Revisiting International Diversification
International diversification has come under attack over the last couple of years as both international developed and emerging markets have underperformed U.S. stocks. Figure 1 illustrates this underperformance by looking at the growth of $1,000 invested in U.S. and international developed market stocks over the period from January 2008 through November of this year.
Figure 1: Growth of $1,000 Invested (January 2008–November 2015)1
As Figure 1 shows, international developed market stocks have substantially underperformed U.S. stocks. The natural question for investors to ask is whether international diversification is still of value, and whether it’s better to increase their allocation to U.S. stocks. The reality is that it’s perfectly normal to have extended periods in which either U.S. stocks outperform international stocks or vice versa. Figure 2 graphs the decade-by-decade returns of U.S. and international developed market equities starting in the 1970s.

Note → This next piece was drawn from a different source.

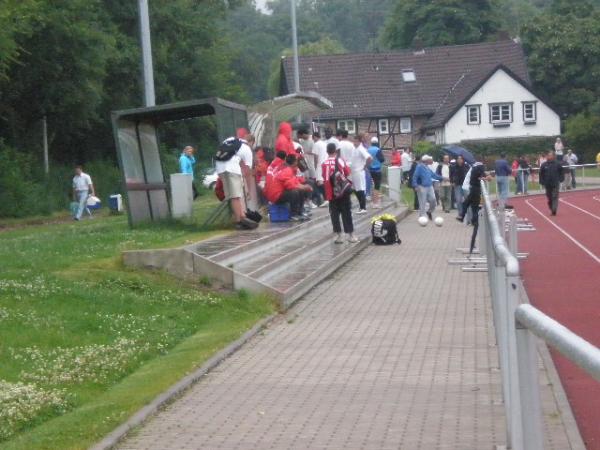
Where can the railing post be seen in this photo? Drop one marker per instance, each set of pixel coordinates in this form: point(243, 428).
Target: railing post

Figure 2: U.S. v. International Stock Compound Returns (1970–2009)1
Figure 2 clearly demonstrates that extended periods in which one asset class outperforms the other is the norm. (Interestingly, it also shows that international developed market stocks have outperformed U.S. stocks three of the four decades.) In a sense, this is diversification at work. But it also shows that investors should expect prolonged periods of one outperforming the other. That appears to be the nature of the relationship (although in this case we’re still dealing with a small sample of decade-by-decade performance). It also demonstrates the danger of looking back over the prior decade and basing investment decisions off of that data. For example, investors who shifted more heavily into international equities in the 1990s after the strong performance of the 1980s were burned by poor relative performance. I think the lesson here (as it usually is) is that sticking with a broadly diversified approach and not deviating from it remains the best course.
Another common question I’ve been asked is why invest internationally given that very long-term data shows the U.S. market has performed the best of any country. As it turns out, we have long-term stock return data for a wide variety of countries dating back to 1900, and that data shows the U.S. stock market has underperformed both Australia and South Africa. So, even viewed from this extremely long-term perspective, there’s not a case to be made for holding only U.S. stocks.
This commentary originally appeared December 28 on MultifactorWorld.com
1. The U.S. stock series is represented by the S&P 500 Index. The international stock series is represented by the MSCI EAFE Net Dividends Index.
Indices are not available for direct investment. Their performance does not reflect the expenses associated with the management of an actual portfolio nor do indices represent results of actual trading. Information from sources deemed reliable, but its accuracy cannot be guaranteed. Performance is historical and does not guarantee future results.